Running total or Cumulative Sum using analytic functions

In this article we will how we will be able to achieve the cumulative sum or running total of a column using oracle supplied analytical functions:

 

Consider the following example:

 

CREATE TABLE dept (deptno NUMBER PRIMARY KEY, deptname VARCHAR2(20));

 

CREATE TABLE emp (eno NUMBER PRIMARY KEY, ename VARCHAR2(35), deptno NUMBER REFERENCES dept (deptno), sal NUMBER);

 

INSERT INTO dept VALUES (10, ‘Accounts’);

 

INSERT INTO dept VALUES (20, ‘HR’);

 

INSERT INTO emp VALUES (1, ‘A’, 10, 1000);

 

INSERT INTO emp VALUES (2, ‘B’, 10, 1500);

 

INSERT INTO emp VALUES (3, ‘C’, 20, 2000);

 

INSERT INTO emp VALUES (4, ‘D’, 20, 3500);

 

INSERT INTO emp VALUES (5, ‘E’, 20, 1500);

 

 

Now what we are going to achieve is the following result:

 

ENO   ENAME       DEPTNO   SAL       CUM_SAL

1     A           10       1000      1000

2     B           10       1500      2500

3     C           20       2000      2000

4     D           20       3500      5500

5     E           20       1500      7000

 

As per the above result what we require is clear.
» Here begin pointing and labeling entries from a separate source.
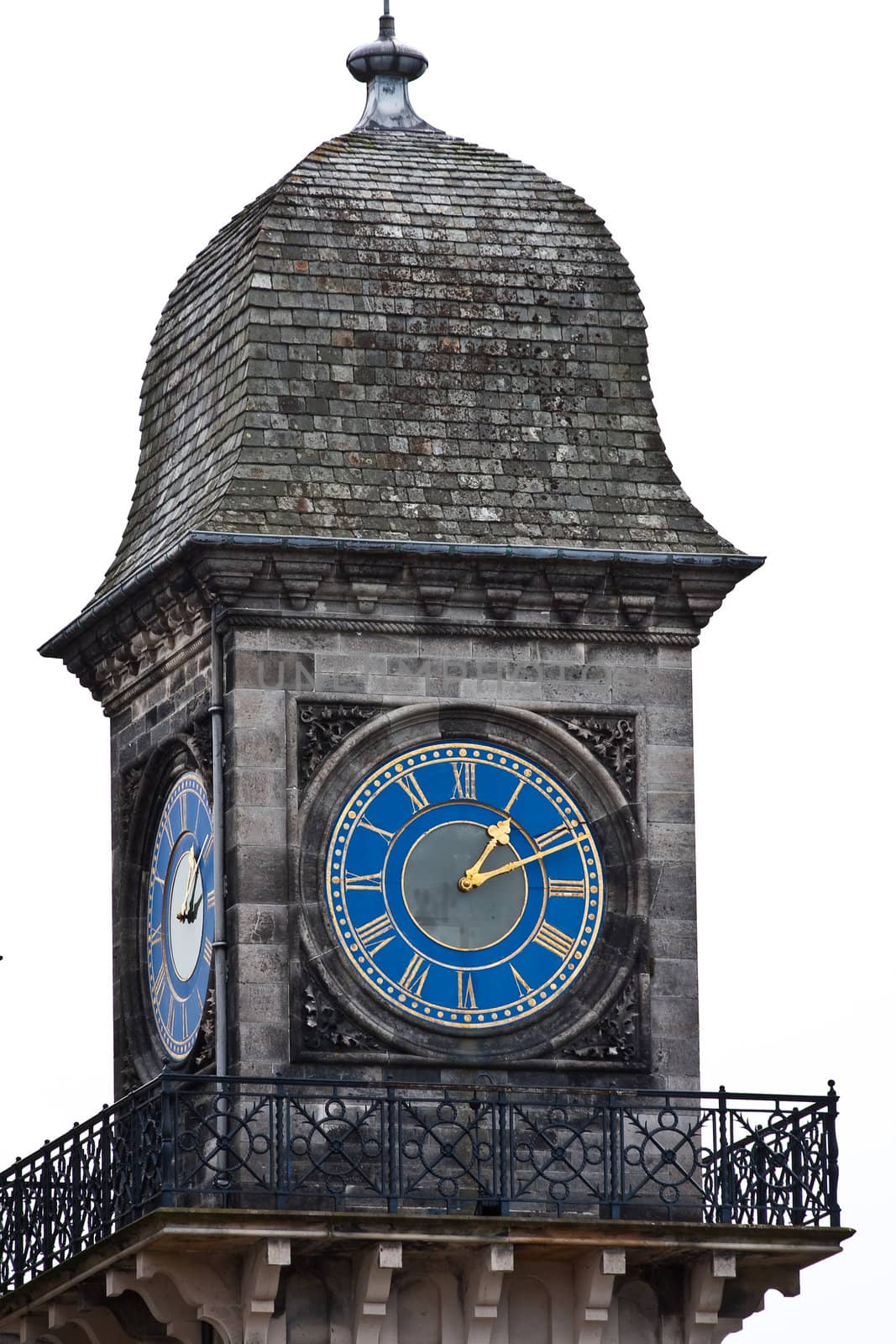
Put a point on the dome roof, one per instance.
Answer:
(407, 338)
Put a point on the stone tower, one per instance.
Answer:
(396, 659)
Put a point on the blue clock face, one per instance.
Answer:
(465, 886)
(181, 916)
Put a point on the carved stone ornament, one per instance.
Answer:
(204, 1057)
(618, 1037)
(322, 727)
(325, 1028)
(128, 790)
(610, 741)
(199, 739)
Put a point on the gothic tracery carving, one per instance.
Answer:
(610, 739)
(322, 727)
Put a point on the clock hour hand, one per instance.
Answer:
(499, 833)
(476, 879)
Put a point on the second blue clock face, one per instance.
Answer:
(465, 886)
(181, 916)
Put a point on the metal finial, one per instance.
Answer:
(387, 66)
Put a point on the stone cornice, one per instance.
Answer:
(161, 616)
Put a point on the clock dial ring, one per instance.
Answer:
(533, 961)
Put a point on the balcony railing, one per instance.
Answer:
(285, 1144)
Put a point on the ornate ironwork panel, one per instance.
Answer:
(248, 1142)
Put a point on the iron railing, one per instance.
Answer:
(285, 1144)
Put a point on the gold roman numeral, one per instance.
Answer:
(560, 887)
(378, 831)
(465, 996)
(464, 780)
(414, 978)
(372, 933)
(555, 941)
(555, 837)
(159, 984)
(364, 882)
(520, 983)
(414, 792)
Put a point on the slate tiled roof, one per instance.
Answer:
(407, 338)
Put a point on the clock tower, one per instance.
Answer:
(396, 659)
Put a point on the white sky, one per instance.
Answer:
(741, 155)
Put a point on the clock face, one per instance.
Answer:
(465, 885)
(181, 916)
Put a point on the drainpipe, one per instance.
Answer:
(219, 947)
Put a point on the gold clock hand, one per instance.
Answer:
(479, 878)
(191, 877)
(499, 833)
(194, 879)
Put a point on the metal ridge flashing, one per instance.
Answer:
(253, 541)
(521, 553)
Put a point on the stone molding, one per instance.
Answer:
(137, 633)
(233, 1272)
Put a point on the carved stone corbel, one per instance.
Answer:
(33, 1327)
(97, 1323)
(163, 1301)
(484, 1292)
(226, 575)
(300, 578)
(261, 1278)
(573, 586)
(369, 578)
(504, 588)
(192, 1289)
(705, 593)
(437, 582)
(372, 1289)
(638, 593)
(703, 1299)
(595, 1276)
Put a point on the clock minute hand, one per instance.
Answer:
(191, 871)
(192, 880)
(479, 878)
(499, 833)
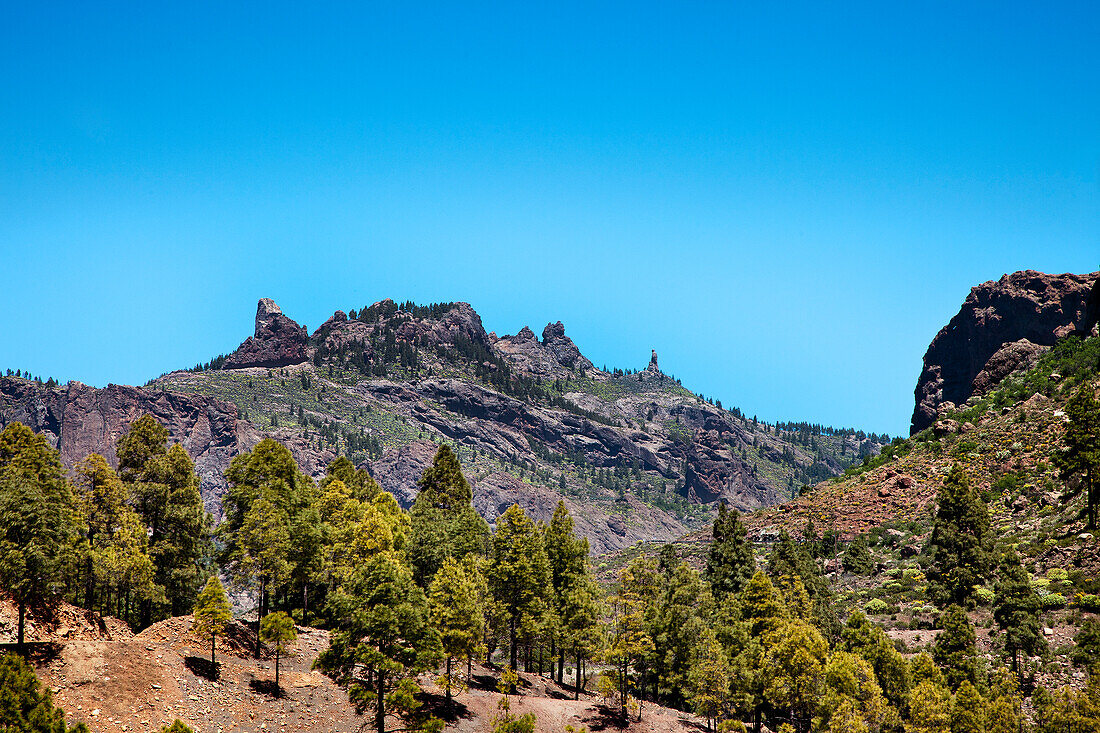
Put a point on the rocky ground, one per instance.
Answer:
(117, 681)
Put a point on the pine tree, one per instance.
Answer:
(794, 668)
(39, 522)
(1015, 610)
(443, 521)
(518, 576)
(457, 614)
(968, 713)
(211, 613)
(708, 678)
(24, 706)
(277, 628)
(1081, 452)
(955, 651)
(382, 637)
(730, 560)
(857, 558)
(960, 542)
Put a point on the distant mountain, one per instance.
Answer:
(1002, 326)
(634, 453)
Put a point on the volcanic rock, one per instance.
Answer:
(1024, 305)
(278, 341)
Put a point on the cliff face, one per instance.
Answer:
(277, 341)
(634, 455)
(78, 419)
(1000, 328)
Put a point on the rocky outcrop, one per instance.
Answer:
(714, 470)
(562, 348)
(78, 419)
(1020, 354)
(278, 341)
(1025, 305)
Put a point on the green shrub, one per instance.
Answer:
(1052, 601)
(983, 595)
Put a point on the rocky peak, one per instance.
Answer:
(278, 341)
(652, 362)
(562, 347)
(524, 335)
(1026, 305)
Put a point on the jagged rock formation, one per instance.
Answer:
(1026, 305)
(531, 419)
(278, 341)
(78, 419)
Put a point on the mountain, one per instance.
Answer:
(1002, 326)
(634, 453)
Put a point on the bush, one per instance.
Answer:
(1052, 601)
(1089, 602)
(983, 595)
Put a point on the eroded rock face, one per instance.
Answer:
(278, 341)
(714, 470)
(562, 347)
(1009, 358)
(78, 419)
(1027, 305)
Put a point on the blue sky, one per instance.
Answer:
(785, 201)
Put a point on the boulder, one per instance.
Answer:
(277, 341)
(1027, 305)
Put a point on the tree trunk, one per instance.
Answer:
(260, 612)
(380, 703)
(22, 622)
(578, 676)
(513, 652)
(448, 680)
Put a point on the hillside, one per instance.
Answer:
(635, 455)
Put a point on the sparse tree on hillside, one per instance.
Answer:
(382, 637)
(730, 560)
(960, 542)
(277, 630)
(1015, 610)
(39, 522)
(443, 521)
(457, 614)
(24, 706)
(518, 575)
(211, 613)
(1080, 457)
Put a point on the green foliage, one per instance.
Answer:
(176, 726)
(518, 577)
(961, 542)
(1087, 645)
(857, 557)
(39, 521)
(1080, 457)
(211, 613)
(955, 651)
(24, 707)
(1015, 610)
(730, 560)
(443, 521)
(277, 628)
(382, 636)
(457, 611)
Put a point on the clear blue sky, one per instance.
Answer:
(785, 201)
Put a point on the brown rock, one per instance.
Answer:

That is we are going to get department-wise running total of salary of all employees.

 

Now consider the following query:

 

select eno, ename, deptno, sal, sum(sal) over (partition by deptno order by deptno, eno, ename) cum_sal

from emp

 

And its output:

 

ENO   ENAME   DEPTNO   SAL   CUM_SAL

1      A      10       1000   1000

2      B      10       1500   2500

3      C      20       2000   2000

4      D      20       3500   5500

5      E      20       1500   7000

 

This is same as we desired. But how is this result achieved?

 

The crux for this is the analytic function which is used in the query.

 

The syntax for using an analytical function is as follows:

Function(arg1,..., argn) OVER ( [PARTITION BY <...>] [ORDER BY <....>] [<window_clause>] )

 

We will not delve deeper into each and every function available. In this example, we have used SUM () and OVER (PARTITION BY … ORDER BY …).

 

The PARTITION BY clause in OVER () determines where the data needs to be partitioned (not grouped). The ORDER BY clause orders the partitioned data. The SUM () in our case takes the sum of the values returned by the OVER ().

 

This concludes the example for running total using analytical functions. Look for more articles on analytic functions soon.